Mais le plus glaçant demeure sans doute l'existence d’un système baptisé Habsora (« l’Évangile »), capable de générer automatiquement des cibles militaires en ne laissant aux opérateurs humains qu’un délai de 20 secondes pour valider une frappe [source : Washington Post]. Une guerre algorithmique où la vie humaine est réduite à une équation. Résultat ? Plus de 47 000 morts à Gaza, selon des chiffres rapportés par des ONG locales et relayés par Al Jazeera (source).
La complicité technologique va plus loin : selon le New York Times, des algorithmes de reconnaissance faciale développés par la société israélienne Corsight AI, en partie nourris par des données issues de Google Photos, auraient servi à identifier des cibles humaines à partir d’images de mauvaise qualité. Trois officiers israéliens ont confirmé l'utilisation de ces outils sur le terrain, bien que Google continue de nier toute implication directe dans ces dérives.

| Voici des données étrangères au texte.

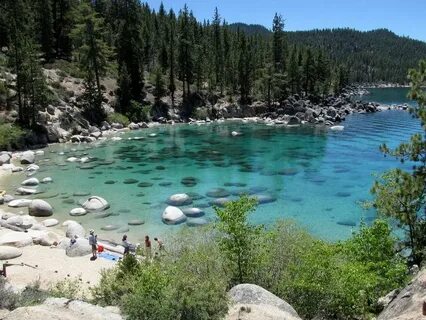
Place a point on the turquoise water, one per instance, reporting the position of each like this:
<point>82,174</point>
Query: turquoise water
<point>388,96</point>
<point>316,176</point>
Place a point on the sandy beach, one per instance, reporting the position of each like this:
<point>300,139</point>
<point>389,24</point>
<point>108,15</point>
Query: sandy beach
<point>49,263</point>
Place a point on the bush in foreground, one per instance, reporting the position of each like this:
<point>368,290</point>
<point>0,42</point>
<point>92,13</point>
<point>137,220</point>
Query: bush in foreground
<point>329,280</point>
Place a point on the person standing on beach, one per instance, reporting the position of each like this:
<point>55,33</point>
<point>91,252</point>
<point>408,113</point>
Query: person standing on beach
<point>126,245</point>
<point>160,244</point>
<point>147,247</point>
<point>93,241</point>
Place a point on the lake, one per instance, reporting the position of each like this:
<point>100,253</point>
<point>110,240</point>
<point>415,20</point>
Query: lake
<point>312,175</point>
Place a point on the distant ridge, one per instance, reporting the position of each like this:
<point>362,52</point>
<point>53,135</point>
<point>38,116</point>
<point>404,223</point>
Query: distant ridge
<point>372,56</point>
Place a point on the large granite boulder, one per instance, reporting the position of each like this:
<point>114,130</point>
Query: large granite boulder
<point>30,182</point>
<point>74,229</point>
<point>19,203</point>
<point>64,309</point>
<point>27,157</point>
<point>251,302</point>
<point>50,222</point>
<point>40,208</point>
<point>180,199</point>
<point>79,248</point>
<point>7,253</point>
<point>408,303</point>
<point>5,158</point>
<point>173,215</point>
<point>95,203</point>
<point>16,239</point>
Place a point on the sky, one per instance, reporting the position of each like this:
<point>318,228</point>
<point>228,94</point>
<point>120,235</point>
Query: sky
<point>404,17</point>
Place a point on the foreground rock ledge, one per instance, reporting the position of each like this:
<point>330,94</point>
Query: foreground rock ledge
<point>64,309</point>
<point>251,302</point>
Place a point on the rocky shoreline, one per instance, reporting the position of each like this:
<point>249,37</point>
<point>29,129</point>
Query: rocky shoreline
<point>64,123</point>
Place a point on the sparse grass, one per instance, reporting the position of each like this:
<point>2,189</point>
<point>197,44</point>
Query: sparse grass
<point>118,118</point>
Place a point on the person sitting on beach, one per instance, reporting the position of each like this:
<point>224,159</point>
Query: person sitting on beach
<point>126,244</point>
<point>160,244</point>
<point>73,240</point>
<point>147,247</point>
<point>93,241</point>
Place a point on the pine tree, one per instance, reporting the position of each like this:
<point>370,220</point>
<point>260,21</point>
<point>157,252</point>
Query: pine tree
<point>24,58</point>
<point>278,43</point>
<point>172,41</point>
<point>218,51</point>
<point>244,69</point>
<point>185,50</point>
<point>130,54</point>
<point>91,52</point>
<point>44,22</point>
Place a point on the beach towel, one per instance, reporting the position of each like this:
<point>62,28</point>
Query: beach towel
<point>109,256</point>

Quand certains salariés de Google s’indignent – à l’image de la coalition No Tech for Apartheid – ils sont sanctionnés sans ménagement : plus de 50 employés ont été suspendus ou licenciés pour avoir osé dénoncer cette complicité silencieuse. Un climat de terreur interne, reflet d’une volonté implacable de museler toute éthique dans les rangs de l’entreprise.
Et Google n’est pas seul. Meta, maison-mère de Facebook, est également pointée du doigt. Selon une enquête publiée par +972 Magazine, un système interne surnommé “Where’s daddy?” aurait été utilisé pour identifier les proches de combattants présumés, avec pour conséquence directe des frappes sur des familles entières.

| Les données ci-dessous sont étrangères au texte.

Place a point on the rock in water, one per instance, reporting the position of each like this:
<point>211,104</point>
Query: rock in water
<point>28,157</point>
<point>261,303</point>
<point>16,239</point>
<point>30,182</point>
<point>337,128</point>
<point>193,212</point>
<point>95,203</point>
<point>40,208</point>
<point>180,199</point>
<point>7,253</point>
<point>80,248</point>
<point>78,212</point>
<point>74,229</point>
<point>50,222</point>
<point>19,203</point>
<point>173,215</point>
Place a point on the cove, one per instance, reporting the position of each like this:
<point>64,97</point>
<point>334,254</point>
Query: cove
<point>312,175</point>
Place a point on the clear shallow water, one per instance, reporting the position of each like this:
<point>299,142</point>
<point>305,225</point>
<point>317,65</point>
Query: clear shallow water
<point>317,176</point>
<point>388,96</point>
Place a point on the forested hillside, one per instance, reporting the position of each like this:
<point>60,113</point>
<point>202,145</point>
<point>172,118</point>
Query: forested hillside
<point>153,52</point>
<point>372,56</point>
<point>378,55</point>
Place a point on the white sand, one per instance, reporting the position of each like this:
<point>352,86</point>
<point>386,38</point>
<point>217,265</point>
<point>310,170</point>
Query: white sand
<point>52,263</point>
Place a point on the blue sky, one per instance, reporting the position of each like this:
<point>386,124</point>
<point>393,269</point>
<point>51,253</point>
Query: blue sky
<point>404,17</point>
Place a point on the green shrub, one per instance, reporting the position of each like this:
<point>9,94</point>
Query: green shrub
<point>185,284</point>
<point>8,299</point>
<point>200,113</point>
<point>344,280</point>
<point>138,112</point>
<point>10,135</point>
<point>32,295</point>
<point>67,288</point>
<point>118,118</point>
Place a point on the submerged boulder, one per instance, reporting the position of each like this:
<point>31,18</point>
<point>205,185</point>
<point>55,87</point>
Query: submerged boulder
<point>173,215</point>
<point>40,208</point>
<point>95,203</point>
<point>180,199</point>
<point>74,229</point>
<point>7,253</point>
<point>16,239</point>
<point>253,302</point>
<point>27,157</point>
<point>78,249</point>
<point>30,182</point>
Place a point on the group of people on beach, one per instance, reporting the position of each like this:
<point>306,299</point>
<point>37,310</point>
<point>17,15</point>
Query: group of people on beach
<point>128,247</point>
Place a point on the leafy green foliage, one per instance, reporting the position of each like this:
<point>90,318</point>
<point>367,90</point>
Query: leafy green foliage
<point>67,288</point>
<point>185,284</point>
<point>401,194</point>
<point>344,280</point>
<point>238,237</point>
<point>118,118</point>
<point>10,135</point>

Face à de telles révélations, une question brûlante s’impose : combien de civils doivent encore périr avant que les géants de la tech soient tenus responsables ? La neutralité technologique est un mythe. Lorsqu’elle sert un État engagé dans des opérations que nombre d’experts juridiques et humanitaires qualifient de génocidaires, la technologie cesse d’être un outil pour devenir une arme.
Il ne suffit plus de clamer qu’on ne « fait pas le mal ». Permettre qu’il se produise, ou pire, l’optimiser, c’est en être complice. Il est temps d’ouvrir les yeux, de nommer les responsabilités, et d’exiger des limites éthiques claires. L’humanité ne peut être sacrifiée sur l’autel du profit et de l’innovation aveugle.